Azure Databricks is a data analytics platform optimized for the Microsoft Azure cloud services platform. Azure Databricks offers three environments for developing data intensive applications: Databricks SQL, Databricks Data Science & Engineering, and Databricks Machine Learning.

Databricks SQL provides an easy-to-use platform for analysts who want to run SQL queries on their data lake, create multiple visualization types to explore query results from different perspectives, and build and share dashboards.

Databricks Data Science & Engineering provides an interactive workspace that enables collaboration between data engineers, data scientists, and machine learning engineers. For a big data pipeline, the data (raw or structured) is ingested into Azure through Azure Data Factory in batches, or streamed near real-time using Apache Kafka, Event Hub, or IoT Hub. This data lands in a data lake for long term persisted storage, in Azure Blob Storage or Azure Data Lake Storage. As part of your analytics workflow, use Azure Databricks to read data from multiple data sources and turn it into breakthrough insights using Spark.

Databricks Machine Learning is an integrated end-to-end machine learning environment incorporating managed services for experiment tracking, model training, feature development and management, and feature and model serving.

Why Databricks:

Speed:


Anyone familiar with Apache Spark knows that it is fast. It can run up to 100x faster than Hadoop MapReduce when running in-memory, or up to 10x faster when running on-disk. Azure Databricks is even faster!

Security:

Azure Databricks integrates directly with Azure Active Directory (AAD) out of the box, with no custom configuration. This differs greatly from Apache Spark on Azure HDInsight, where AAD integration is a premium feature requiring considerable configuration using Apache Ranger.

After creating the Azure Databricks service and initializing the Databricks workspace, users with access can simply go to the workspace URL and log in using their AAD credentials.

Collaboration:

Collaboration is the third reason to choose Azure Databricks for data science and data engineering workloads. Azure Databricks provides a platform where data scientists and data engineers can easily share workspaces, clusters and jobs through a single interface. They can also commit their code and artifacts to popular source control tools, like GitHub.

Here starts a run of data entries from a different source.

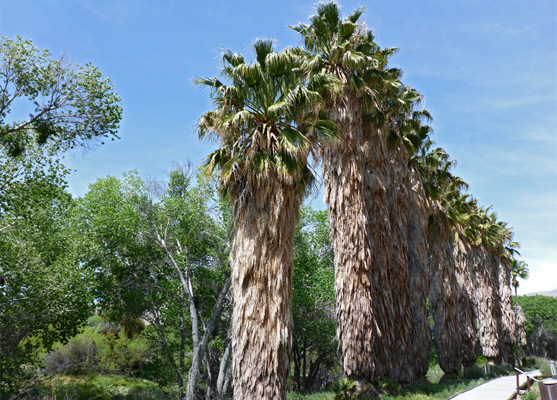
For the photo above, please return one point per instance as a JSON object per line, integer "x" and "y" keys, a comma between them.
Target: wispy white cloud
{"x": 115, "y": 11}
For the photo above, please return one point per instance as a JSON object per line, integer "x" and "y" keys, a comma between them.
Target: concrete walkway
{"x": 497, "y": 389}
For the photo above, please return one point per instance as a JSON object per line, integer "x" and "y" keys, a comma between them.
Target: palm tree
{"x": 415, "y": 136}
{"x": 357, "y": 175}
{"x": 267, "y": 123}
{"x": 443, "y": 189}
{"x": 518, "y": 269}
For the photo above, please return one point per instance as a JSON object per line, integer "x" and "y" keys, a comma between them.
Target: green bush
{"x": 80, "y": 355}
{"x": 110, "y": 351}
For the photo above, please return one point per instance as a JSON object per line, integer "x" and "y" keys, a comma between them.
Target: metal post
{"x": 517, "y": 385}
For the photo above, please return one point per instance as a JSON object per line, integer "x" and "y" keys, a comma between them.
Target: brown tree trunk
{"x": 507, "y": 312}
{"x": 265, "y": 211}
{"x": 418, "y": 279}
{"x": 466, "y": 312}
{"x": 488, "y": 306}
{"x": 443, "y": 295}
{"x": 399, "y": 354}
{"x": 347, "y": 192}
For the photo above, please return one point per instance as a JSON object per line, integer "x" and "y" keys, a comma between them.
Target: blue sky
{"x": 487, "y": 69}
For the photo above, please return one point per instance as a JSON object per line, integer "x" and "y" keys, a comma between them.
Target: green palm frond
{"x": 265, "y": 116}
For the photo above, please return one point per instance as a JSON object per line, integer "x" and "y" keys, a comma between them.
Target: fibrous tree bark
{"x": 418, "y": 279}
{"x": 466, "y": 312}
{"x": 443, "y": 295}
{"x": 487, "y": 304}
{"x": 265, "y": 216}
{"x": 347, "y": 190}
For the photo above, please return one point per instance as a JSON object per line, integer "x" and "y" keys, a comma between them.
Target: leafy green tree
{"x": 313, "y": 303}
{"x": 44, "y": 295}
{"x": 67, "y": 105}
{"x": 541, "y": 324}
{"x": 159, "y": 251}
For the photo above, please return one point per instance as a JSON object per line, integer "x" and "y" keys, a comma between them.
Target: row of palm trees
{"x": 402, "y": 229}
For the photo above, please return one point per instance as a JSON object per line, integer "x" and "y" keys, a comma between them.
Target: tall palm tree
{"x": 357, "y": 175}
{"x": 267, "y": 123}
{"x": 415, "y": 135}
{"x": 442, "y": 189}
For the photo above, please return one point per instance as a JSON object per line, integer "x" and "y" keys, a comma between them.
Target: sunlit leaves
{"x": 70, "y": 105}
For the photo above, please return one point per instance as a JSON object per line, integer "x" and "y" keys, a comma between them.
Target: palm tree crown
{"x": 265, "y": 117}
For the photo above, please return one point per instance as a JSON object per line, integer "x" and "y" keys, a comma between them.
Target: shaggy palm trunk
{"x": 520, "y": 326}
{"x": 399, "y": 348}
{"x": 488, "y": 306}
{"x": 265, "y": 211}
{"x": 418, "y": 280}
{"x": 443, "y": 296}
{"x": 507, "y": 313}
{"x": 346, "y": 193}
{"x": 466, "y": 313}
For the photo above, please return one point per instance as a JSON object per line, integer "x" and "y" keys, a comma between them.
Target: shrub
{"x": 80, "y": 355}
{"x": 106, "y": 352}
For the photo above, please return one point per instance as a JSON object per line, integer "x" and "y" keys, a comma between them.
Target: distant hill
{"x": 551, "y": 293}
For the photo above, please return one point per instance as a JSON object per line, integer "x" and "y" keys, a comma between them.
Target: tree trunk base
{"x": 365, "y": 391}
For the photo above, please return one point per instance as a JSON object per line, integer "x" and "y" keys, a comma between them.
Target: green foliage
{"x": 95, "y": 386}
{"x": 123, "y": 225}
{"x": 68, "y": 105}
{"x": 44, "y": 293}
{"x": 313, "y": 303}
{"x": 344, "y": 389}
{"x": 108, "y": 351}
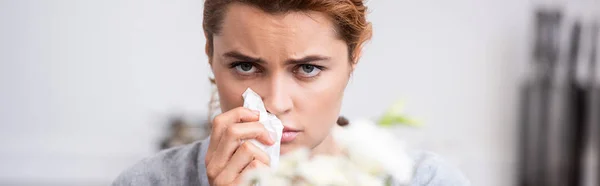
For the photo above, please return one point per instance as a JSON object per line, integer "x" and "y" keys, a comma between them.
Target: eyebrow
{"x": 246, "y": 58}
{"x": 242, "y": 57}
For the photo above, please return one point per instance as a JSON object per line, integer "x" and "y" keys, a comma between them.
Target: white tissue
{"x": 273, "y": 125}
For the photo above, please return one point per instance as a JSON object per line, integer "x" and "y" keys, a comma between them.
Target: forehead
{"x": 245, "y": 27}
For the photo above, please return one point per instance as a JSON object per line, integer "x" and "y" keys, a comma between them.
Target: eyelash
{"x": 295, "y": 69}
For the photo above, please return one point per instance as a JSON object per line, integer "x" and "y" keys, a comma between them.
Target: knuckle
{"x": 246, "y": 146}
{"x": 207, "y": 160}
{"x": 232, "y": 131}
{"x": 254, "y": 164}
{"x": 218, "y": 120}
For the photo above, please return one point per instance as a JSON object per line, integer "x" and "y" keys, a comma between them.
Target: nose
{"x": 277, "y": 99}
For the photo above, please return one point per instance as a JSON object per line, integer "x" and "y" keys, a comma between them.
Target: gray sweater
{"x": 184, "y": 166}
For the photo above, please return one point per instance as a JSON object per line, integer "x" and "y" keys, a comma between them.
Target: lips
{"x": 289, "y": 134}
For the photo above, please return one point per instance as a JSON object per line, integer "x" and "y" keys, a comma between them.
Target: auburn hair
{"x": 348, "y": 17}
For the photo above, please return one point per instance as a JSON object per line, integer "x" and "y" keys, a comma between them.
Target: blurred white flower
{"x": 373, "y": 154}
{"x": 375, "y": 150}
{"x": 323, "y": 170}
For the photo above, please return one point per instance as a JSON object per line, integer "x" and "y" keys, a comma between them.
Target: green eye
{"x": 307, "y": 70}
{"x": 245, "y": 68}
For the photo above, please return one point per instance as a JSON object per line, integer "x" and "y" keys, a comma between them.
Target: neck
{"x": 327, "y": 146}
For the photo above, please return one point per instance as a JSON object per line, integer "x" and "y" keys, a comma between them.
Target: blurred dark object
{"x": 342, "y": 121}
{"x": 559, "y": 104}
{"x": 180, "y": 133}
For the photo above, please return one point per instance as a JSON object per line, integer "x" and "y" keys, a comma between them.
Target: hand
{"x": 229, "y": 155}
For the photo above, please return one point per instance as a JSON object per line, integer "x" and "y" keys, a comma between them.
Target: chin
{"x": 289, "y": 147}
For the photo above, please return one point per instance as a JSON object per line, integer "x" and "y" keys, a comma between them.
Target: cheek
{"x": 321, "y": 102}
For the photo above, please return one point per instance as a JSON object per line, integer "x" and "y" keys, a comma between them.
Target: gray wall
{"x": 86, "y": 85}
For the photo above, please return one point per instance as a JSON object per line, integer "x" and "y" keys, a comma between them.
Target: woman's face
{"x": 295, "y": 61}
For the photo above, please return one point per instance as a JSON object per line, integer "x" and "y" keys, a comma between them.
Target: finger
{"x": 253, "y": 165}
{"x": 221, "y": 122}
{"x": 246, "y": 153}
{"x": 231, "y": 141}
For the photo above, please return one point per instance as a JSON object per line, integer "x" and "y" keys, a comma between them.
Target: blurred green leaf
{"x": 395, "y": 116}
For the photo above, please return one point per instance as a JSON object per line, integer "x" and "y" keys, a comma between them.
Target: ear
{"x": 208, "y": 52}
{"x": 356, "y": 54}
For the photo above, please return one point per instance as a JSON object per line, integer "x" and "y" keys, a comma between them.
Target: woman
{"x": 298, "y": 55}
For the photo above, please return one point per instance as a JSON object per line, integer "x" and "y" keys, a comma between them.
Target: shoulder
{"x": 176, "y": 166}
{"x": 432, "y": 170}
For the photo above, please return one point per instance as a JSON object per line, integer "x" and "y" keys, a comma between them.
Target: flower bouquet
{"x": 372, "y": 157}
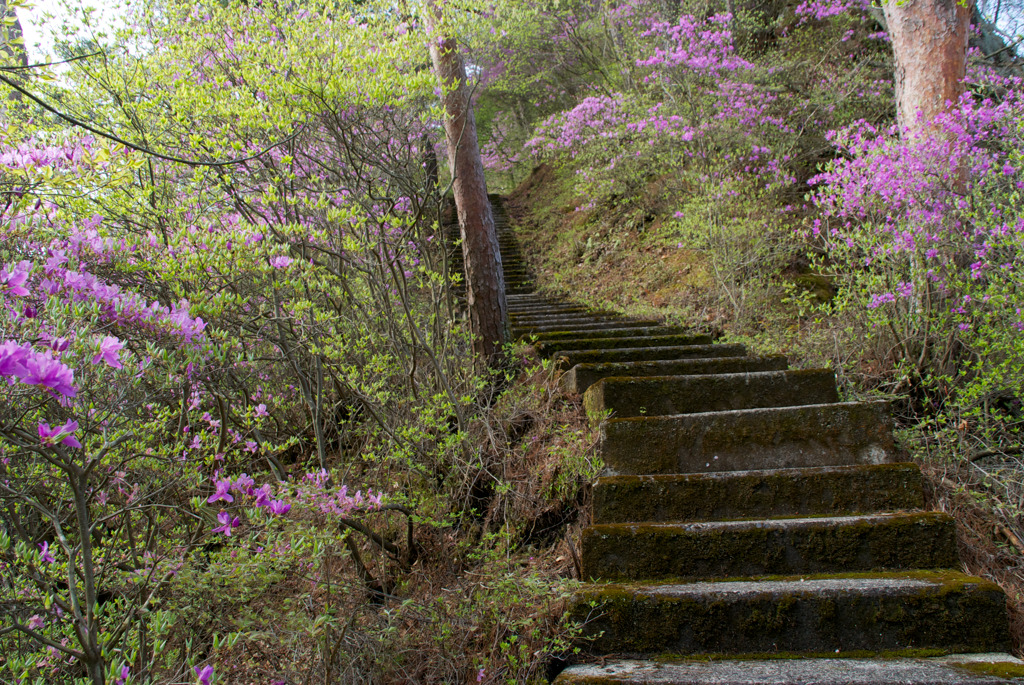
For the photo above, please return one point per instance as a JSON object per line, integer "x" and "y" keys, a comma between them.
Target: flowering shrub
{"x": 927, "y": 233}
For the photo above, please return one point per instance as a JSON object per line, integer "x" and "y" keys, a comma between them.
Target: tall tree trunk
{"x": 13, "y": 47}
{"x": 484, "y": 277}
{"x": 930, "y": 44}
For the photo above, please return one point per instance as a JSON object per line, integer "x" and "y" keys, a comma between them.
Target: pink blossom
{"x": 64, "y": 434}
{"x": 12, "y": 279}
{"x": 45, "y": 371}
{"x": 226, "y": 523}
{"x": 222, "y": 485}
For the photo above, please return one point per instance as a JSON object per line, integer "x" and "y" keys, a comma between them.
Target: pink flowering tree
{"x": 930, "y": 255}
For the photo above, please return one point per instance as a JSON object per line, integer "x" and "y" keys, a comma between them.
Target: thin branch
{"x": 49, "y": 63}
{"x": 152, "y": 153}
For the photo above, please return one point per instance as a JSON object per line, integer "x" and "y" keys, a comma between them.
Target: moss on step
{"x": 626, "y": 551}
{"x": 664, "y": 395}
{"x": 947, "y": 610}
{"x": 828, "y": 490}
{"x": 760, "y": 438}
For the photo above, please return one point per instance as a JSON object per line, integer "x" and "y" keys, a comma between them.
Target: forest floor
{"x": 621, "y": 261}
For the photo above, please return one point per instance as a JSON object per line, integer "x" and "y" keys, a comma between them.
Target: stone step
{"x": 582, "y": 376}
{"x": 587, "y": 328}
{"x": 785, "y": 437}
{"x": 564, "y": 323}
{"x": 829, "y": 490}
{"x": 549, "y": 347}
{"x": 626, "y": 332}
{"x": 865, "y": 612}
{"x": 570, "y": 357}
{"x": 547, "y": 317}
{"x": 774, "y": 547}
{"x": 528, "y": 309}
{"x": 667, "y": 395}
{"x": 983, "y": 669}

Within Azure Databricks, users can spin up clusters, create interactive notebooks and schedule jobs to run those notebooks. Using the Azure Databricks portal, users can then easily share these artifacts with other users. This allows users to create and build models together in the same notebook in real time, to re-use data assets, libraries and compute resources across the same cluster, or to re-use and monitor scheduled jobs.

Databricks Concepts:

Some concepts are general to Databricks, and others are specific to the persona-based Databricks environment you are using:

  • Databricks Data Science & Engineering
  • Databricks Machine Learning
  • Databricks SQL

General Concepts:

1. Accounts and workspaces:

In Databricks workspace has two meanings:

  1. A Databricks deployment in the cloud that functions as the unified environment that your team uses for accessing all of their Databricks assets. Your organization can choose to have multiple workspaces or just one: it depends on your needs.

  2. The UI for the Databricks Data Science & Engineering and Databricks Machine Learning persona-based environments. This is as opposed to the Databricks SQL environment.

    When we talk about the “workspace browser,” for example, we are talking about the UI that lets you browse notebooks, libraries, and other files in the Data Science & Engineering and Databricks Machine Learning environments—a UI that isn’t part of the Databricks SQL environment. But Data Science & Engineering, Databricks Machine Learning, and Databricks SQL are all included in your deployed Databricks workspace.

A Databricks account represents a single entity for purposes of billing and support; it can include multiple workspaces.

2. Authentication and Authorization:

User

A unique individual who has access to the system.

Group

A collection of users.

Access control list (ACL)

A list of permissions attached to the workspace, cluster, job, table, or experiment. An ACL specifies which users or system processes are granted access to the objects, as well as what operations are allowed on the assets. Each entry in a typical ACL specifies a subject and an operation.

Databricks Data Science and Engineering:

Databricks Data Science & Engineering is the classic Databricks environment for collaboration among data scientists, data engineers, and data analysts. This section describes the fundamental concepts you need to understand in order to work effectively in the Databricks Data Science & Engineering environment.

Workspace:

A workspace is an environment for accessing all of your Databricks assets. A workspace organizes objects (notebooks, libraries, dashboards, and experiments) into folders and provides access to data objects and computational resources.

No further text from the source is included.